El arduo oficio de ser hombre

En España es difícil que quienes tenemos el privilegio de que un medio de comunicación  nos reserve un espacio semanal para expresar nuestra opinión sobre temas sociales, políticos, judiciales o legales, suframos el síndrome del folio en blanco o la tendencia a la procrastinación. La dinámica social, el Gobierno, los políticos, los jueces y los parlamentos nos ofrecen cada día –casi cada minuto- material suficiente para el comentario.

Meses atrás –parece que ya son años- desayunábamos con un caso de corrupción; hoy las tres comidas aparecen sazonadas con un mix de insensateces.

La inutilidad para aprobar el techo de gasto, que evidencia la fragilidad de un Gobierno construido sobre la nada que se puede ver obligado a ejecutar un presupuesto ajeno; el ridículo en la elección de los miembros del Consejo de Administración de RTVE; la anunciada crisis migratoria, corolario de una política vomitivamente demagógica, en la que brilla con luz propia el Presidente, seguido muy de cerca por el otrora admirado Marlaska, que tanta decepción genera en su papel de político; el uso indebido del Falcon 900B; la gestión del conflicto de los TVC, cuya solución se desmiembra en diecisiete alternativas distintas; la ignominia de la reunión bilateral con los separatistas, en fin…

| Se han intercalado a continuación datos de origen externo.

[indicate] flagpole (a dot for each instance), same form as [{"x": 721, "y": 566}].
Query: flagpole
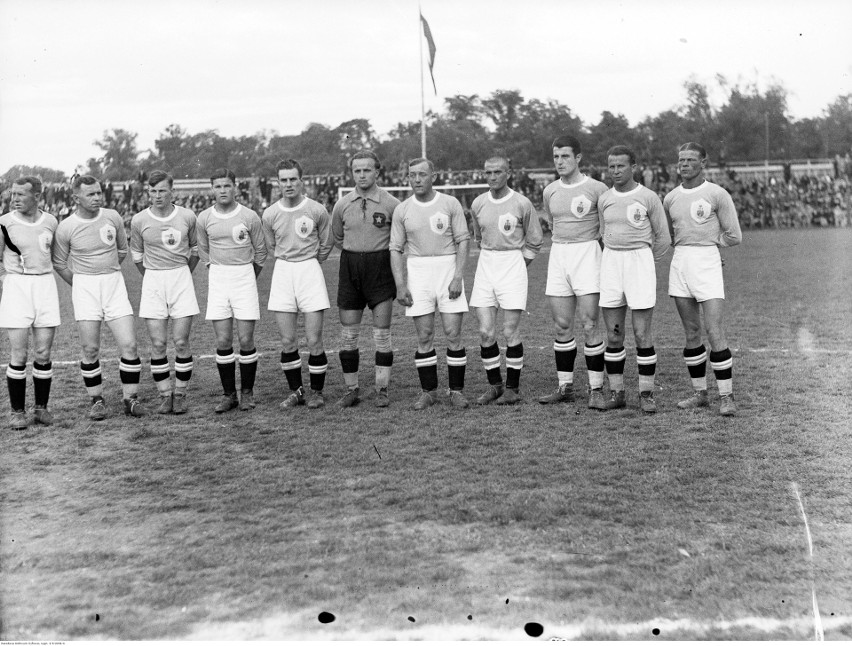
[{"x": 422, "y": 94}]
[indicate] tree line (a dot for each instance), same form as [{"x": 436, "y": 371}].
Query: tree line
[{"x": 470, "y": 128}]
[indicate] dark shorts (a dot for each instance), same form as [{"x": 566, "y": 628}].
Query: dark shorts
[{"x": 365, "y": 280}]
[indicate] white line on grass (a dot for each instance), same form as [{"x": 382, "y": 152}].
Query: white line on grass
[{"x": 818, "y": 631}]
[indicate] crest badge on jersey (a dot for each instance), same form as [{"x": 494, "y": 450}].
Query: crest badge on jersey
[
  {"x": 580, "y": 206},
  {"x": 107, "y": 233},
  {"x": 170, "y": 237},
  {"x": 700, "y": 210},
  {"x": 44, "y": 240},
  {"x": 439, "y": 223},
  {"x": 303, "y": 225},
  {"x": 637, "y": 215},
  {"x": 506, "y": 224},
  {"x": 240, "y": 234}
]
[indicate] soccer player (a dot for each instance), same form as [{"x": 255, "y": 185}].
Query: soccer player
[
  {"x": 635, "y": 235},
  {"x": 29, "y": 299},
  {"x": 703, "y": 218},
  {"x": 431, "y": 229},
  {"x": 231, "y": 244},
  {"x": 164, "y": 247},
  {"x": 509, "y": 234},
  {"x": 361, "y": 224},
  {"x": 298, "y": 234},
  {"x": 573, "y": 270},
  {"x": 88, "y": 248}
]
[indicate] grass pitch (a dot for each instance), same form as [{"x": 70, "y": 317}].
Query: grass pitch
[{"x": 486, "y": 523}]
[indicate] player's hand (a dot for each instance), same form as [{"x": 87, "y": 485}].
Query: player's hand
[{"x": 403, "y": 296}]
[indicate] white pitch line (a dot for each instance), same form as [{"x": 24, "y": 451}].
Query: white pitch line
[{"x": 819, "y": 634}]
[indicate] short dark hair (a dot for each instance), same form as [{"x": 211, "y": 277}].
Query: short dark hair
[
  {"x": 621, "y": 150},
  {"x": 84, "y": 180},
  {"x": 422, "y": 160},
  {"x": 366, "y": 154},
  {"x": 568, "y": 141},
  {"x": 33, "y": 181},
  {"x": 288, "y": 164},
  {"x": 691, "y": 145},
  {"x": 223, "y": 173},
  {"x": 158, "y": 176}
]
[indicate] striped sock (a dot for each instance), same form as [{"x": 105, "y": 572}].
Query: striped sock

A pesar de esta riqueza argumental, hemos optado por hablar, sobre la base que nos proporciona la sentencia de Juana Rivas -que no comentaremos para no herir sensibilidades- de un problema que afecta a muchos hombres que, en determinados ámbitos, sufren el estigma de serlo, en base a los intentos de sacralizar un feminismo mal entendido que pretende hacernos creer que vivimos una guerra de sexos.

Dejo fuera de este comentario toda la temática relativa a la violencia machista, abuso, agresión sexual y violación, que nada tiene que ver con el feminismo y que merece la total repulsa y se hace acreedora del máximo castigo, como ya manifestamos en numerosas ocasiones.

Por ello, lo primero que debemos tener claro es el significado del término “feminismo”. Según el Diccionario de la Real Academia de la Lengua es el “Principio de igualdad de derechos de la mujer y el hombre”, y en su segunda acepción “Movimiento que lucha por la realización efectiva en todos los órdenes del feminismo”.

 Nada, pues, de guerra de sexos, por más que la cantautora británica Annie Lennox hubiera afirmado “Soy una feminista que ama a los hombres”. ¿Hay alguna antinomia en ello?

No sería idéntico el relato que podría hacer el padre del padre de nuestro padre, que el padre de nuestro padre, que nuestro padre, que nosotros mismos sobre el papel y la posición de la mujer. Al día de hoy, sobre todo en las funciones y trabajos que requieren estudio, esfuerzo, mérito y capacidad, el número de mujeres supera con creces al de hombres. Véase la función pública o la judicatura. En las últimas promociones las mujeres son mayoría.

Creo, por ello, que la mujer no necesita ayuda extra. La Ley para la igualdad efectiva de hombres y mujeres me parece un insulto a la inteligencia. Para ser miembros de un órgano colegiado, lo importante es lo que se tiene entre las orejas, no entre las piernas.

Pero el feminismo exacerbado estigmatiza al hombre y quizá su reflejo más cruel sea la Ley de prevención y protección integral de las mujeres contra la violencia de género, auténtico brindis a la desigualdad de sexos.

Debemos luchar por la igualdad, pero también por la equidad que implica que cada uno reciba lo que le corresponde o lo que merece.

Ya lo dijo Víctor Hugo: “La primera igualdad es la equidad”.